Hi, so I’ve gone through every single batchnorm related posts I could find and I think there was one related to it but no matter what keywords I put in, I can’t find the post anymore. (I think it suggested running batchnorm without training to gather batch statistics and then do something…)

So here’s the problem.

I have an input of [0, 1.0], whose mean is obviously 0.5, and variance of 0.5.

I’ve verified that during eval(), the following equation is used per documentation.
x_after_bn_during_eval = (x - running_mean) / sqrt(running_var + eps)
with affine=False (no weight or bias term)

So in the following code, after running for 50 iterations or so, batch statistics are gathered sufficiently and BN does estimate running mean of 0.5 and running variance of 0.5 correctly.

And the x_after_bn_during_eval gets computed as ([0, 1] - 0.5) / sqrt(0.5+ 1e-5) = approx [-0.7, 0.7]

import torch
from torch import nn
import numpy as np

class mynet(torch.nn.Module):
    def __init__(self):
        super(mynet, self).__init__()
        self.fc = nn.Linear(2, 1, bias=False)
        self.bn = nn.BatchNorm2d(1, affine=False)

    def forward(self, x, printbn=False):
        net = self.bn(x)

        if printbn:
            print("batchnorm params; running mean: {}, running_var: {}".format(model.bn.running_mean, model.bn.running_var))
            print("before running bn: {}".format(x))
            print("after running bn: {}".format(net))

        net = self.fc(net)
        return net

model = mynet()

data = np.array([0.0, 1.0])
x = torch.from_numpy(data).float().unsqueeze(0).unsqueeze(0).unsqueeze(0)
gt = torch.from_numpy(np.array([0.0])).float().unsqueeze(0).unsqueeze(0).unsqueeze(0)

criterion = nn.MSELoss()
optimizer = torch.optim.SGD(model.parameters(), lr=0.1, momentum=0.01)

for i in range(100):
    # print("-----------------------------------------iteration: {}----------------------------".format(i))
    # print("------training------")
    # model.firstnet.lowernet.bn.eval()
    if i == 50:
        result = model(x=x, printbn=True)
        eval_result = model(x=x, printbn=True)
        result = model(x=x)

    loss = criterion(result, gt)
    # print("loss: {}".format(loss))


However during train(), it does it differently and my
x_after_bn_during_train = -1.0, 1.0

If you run the code you get:
batchnorm params; running mean: tensor([0.4977]), running_var: tensor([0.5023])
before running bn: tensor([[[[0., 1.]]]])
after running bn: tensor([[[[-1.0000, 1.0000]]]]) --> I expected this to be ~ -0.7, 0.7
batchnorm params; running mean: tensor([0.4977]), running_var: tensor([0.5023])
before running bn: tensor([[[[0., 1.]]]])
after running bn: tensor([[[[-0.7022, 0.7087]]]])
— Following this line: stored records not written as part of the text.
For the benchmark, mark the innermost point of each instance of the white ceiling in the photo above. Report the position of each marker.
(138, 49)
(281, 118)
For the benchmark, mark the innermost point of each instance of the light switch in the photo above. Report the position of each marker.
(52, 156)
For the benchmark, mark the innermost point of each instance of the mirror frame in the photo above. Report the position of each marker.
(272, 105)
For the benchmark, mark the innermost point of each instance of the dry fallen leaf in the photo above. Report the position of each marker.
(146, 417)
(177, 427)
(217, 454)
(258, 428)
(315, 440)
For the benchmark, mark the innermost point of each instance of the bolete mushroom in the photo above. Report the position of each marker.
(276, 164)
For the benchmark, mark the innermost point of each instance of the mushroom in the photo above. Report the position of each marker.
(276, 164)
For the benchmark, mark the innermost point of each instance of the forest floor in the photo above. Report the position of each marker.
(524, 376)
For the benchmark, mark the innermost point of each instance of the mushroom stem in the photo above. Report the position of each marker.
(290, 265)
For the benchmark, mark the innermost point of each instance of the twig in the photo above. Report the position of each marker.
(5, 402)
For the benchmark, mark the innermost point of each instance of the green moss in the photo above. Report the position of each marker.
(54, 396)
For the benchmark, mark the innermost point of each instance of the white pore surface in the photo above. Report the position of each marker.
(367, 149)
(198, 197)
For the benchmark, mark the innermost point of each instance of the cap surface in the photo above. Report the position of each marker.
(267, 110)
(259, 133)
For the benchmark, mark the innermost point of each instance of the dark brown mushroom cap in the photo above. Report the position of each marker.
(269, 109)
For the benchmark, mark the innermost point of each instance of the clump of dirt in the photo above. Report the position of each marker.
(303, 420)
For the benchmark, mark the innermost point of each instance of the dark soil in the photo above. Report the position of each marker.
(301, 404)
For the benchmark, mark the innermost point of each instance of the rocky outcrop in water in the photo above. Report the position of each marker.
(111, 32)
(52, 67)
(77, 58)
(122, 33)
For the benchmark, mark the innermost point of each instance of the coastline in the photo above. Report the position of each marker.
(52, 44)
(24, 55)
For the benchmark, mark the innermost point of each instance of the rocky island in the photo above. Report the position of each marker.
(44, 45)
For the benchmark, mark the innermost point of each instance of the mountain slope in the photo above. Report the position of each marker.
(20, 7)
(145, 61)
This means that during training, it’s learning weights using -1, 1, while during evaluation, -0.7 and 0.7 are used…
So if a network has a lot of non-linearity activation functions such as relus and BNs actually had weights and biases, then wouldn’t evaluation (whether cross validation or test with eval() mode) fail miserably while training (with train() mode) reports good accuracy?

What I’m trying to get at is, during training mode what is the exact transformation done on inputs? and why would that be different from the transformation using the correct mean and variance of the data during eval() mode?

Is the solution to run forward pass multiple times with data to capture statistics of the data first without updating weights (with torch.no_grad()), then put all batchnorm layers in eval() mode during training (put the rest of the network in train()) AND validation/testing? It kind of seems backwards…

During training the biased variance is calculated from the batch and applied, while the unbiased is used to calculate the running stats.
Code to reproduce:

x = torch.tensor([0, 1.0]).view(1, 1, 2, 1)
var = x.var([0, 2, 3], unbiased=False)
mean = x.mean([0, 2, 3])

out = (x - mean[None, :, None, None]) / torch.sqrt(var[None, :, None, None])

Also, have a look at this manual batchnorm approach I’ve written some time ago.

I see, so then the main difference being the (n-1) vs (n), so with large enough data in each batch, the difference will lessen, right?


Yes, the difference should get smaller with an increasing number of samples.